Consider $k+1$ affinely independent vectors $\left\{p_0,p_1, \dots, p_k \right \}$ in $n$-dimensional euclidean vector space $n>k$ and consider their convex hull. It is known that each point $x$ of it can be written in form $x = \sum_{i=0}^k \lambda_ip_i, \sum_{i=0}^k \lambda_i = 1, \lambda_i \geq 0, 0 \leq i \leq k$. Interior of it is defined requiring for $\lambda_i, 0 \leq i \leq k$ to be positive. How could I prove that this interior is open in relative topology?
My try:
Pick $x = \sum_{i=0}^k \lambda_ip_i, \sum_{i=0}^k \lambda_i = 1, \lambda_i > 0, 0 \leq i \leq k$.
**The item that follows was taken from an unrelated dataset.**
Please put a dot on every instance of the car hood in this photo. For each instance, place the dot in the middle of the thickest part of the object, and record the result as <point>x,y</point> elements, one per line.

I want to find $\epsilon$ ball around it s.t. $\forall t\in B_\epsilon (x), t=\sum_{i=0}^k \mu_ip_i, \sum_{i=0}^k \mu_i = 1, \mu_i > 0, 0 \leq i \leq k $
We first perturbe $\lambda_0$: Take $\epsilon_0 = \frac{1}{2}\min\left\{\lambda_0, 1-\lambda_0, 1-\sum_{i=1}^k \lambda_i\right\}>0$ (motivation for taking such is the fact $0<\lambda_0<1$)
Pick arbitrary $\mu_0$ in $[\lambda_0 - \epsilon_0,\lambda_0 + \epsilon_0]$. It is easy to show that in this case $0<\mu_i<1$ and $\mu_0+\sum_{i=1}^k \lambda_i <1$.
Idea is to continue this procedure taking $\epsilon_1 = \frac{1}{2}\min\left\{\lambda_1, 1-\lambda_1, 1-\sum_{i=2}^k \lambda_i - \mu_0 \right\}>0$. In this step I easily show that for $\mu_1$ in $[\lambda_1 - \epsilon_1,\lambda_1 + \epsilon_1]$ we have $0<\mu_1<1$, but struggle to prove $\mu_0 + \mu_1 + \sum_{i=2}^k \lambda_i < 1$.
If I eventually prove this and continue to go on like this (changing lambdas), I would then take my $\epsilon = \min_{i=0,...,k} \epsilon_i$ which in max-norm should fit to prove the desired fact.
Am I completely wrong? Does anyone have advice/more elegant idea? Since I don't have much theory developed, I have to go to find $\epsilon$-ball around $x$ with such properties, but didn't manage to find more sophisticated thing.
OK let $C$ be your convex hull, $H=\{\lambda\in\mathbb R^{k+1}\vert \sum_i\lambda_i=1\}$ (affine subspace of $\mathbb R^{k+1}$). Let $f:H\cap\mathbb R_+^{k+1}\longrightarrow C$ such that $f(\lambda)=\sum_i\lambda_ip_i$. Notice that $f$ is continuous.
Now since the $p_i$ are affinely independent, you can calculate $f^{-1}$ by solving a linear system. Since solving a linear system only involves continuous operations, $f^{-1}$ is continuous.
Hence $f$ is a homeomorphism.
This means that $f(R_+^{*^{k+1}})=\mathring C$ is open in $C$ since $R_+^{*^{k+1}}$ is open in $R_+^{k+1}$.
Qed